To add to the girls’ experience, Graland parent Megan Bee connected the students with the Andrew and Heather Prosa, Bahamians who were displaced after losing their home and business in the disaster. In a phone call with students, the Prosas told vivid stories of perching on top of furniture to avoid being electrocuted in their home, showering in the rain, and how they resorted to raiding vacant homes in the area for food, water, and gasoline to power their generator. Hurricane Dorian caused as much as $3.4 billion in losses and, with island residents still without clean water and adequate housing, experts suggest it could take up to five years to recover from the catastrophe.

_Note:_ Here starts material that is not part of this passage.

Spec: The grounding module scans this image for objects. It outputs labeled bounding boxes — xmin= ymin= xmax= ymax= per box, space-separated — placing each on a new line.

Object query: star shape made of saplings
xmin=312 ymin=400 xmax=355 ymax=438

“I learned that it’s important to donate to an organization that will really use the money to help,” shared Addison.
“We are so thankful to be a part of a school community where we have great teachers and leaders to help steward these types of transformational activities for our kids,” said Jon-Erik Borgen, a Graland parent. “This project will serve as a foundational bedrock for the four girls as they begin a lifelong journey of helping others and being thoughtful, global citizens.
Graland Country Day School is a private school in Denver, Colorado, serving students in preschool, kindergarten, elementary, and middle school. Founded in Denver in 1924, Graland incorporates a rich, experiential learning approach in a traditional classroom setting, emphasizing the development of globally and socially conscious leaders who excel academically.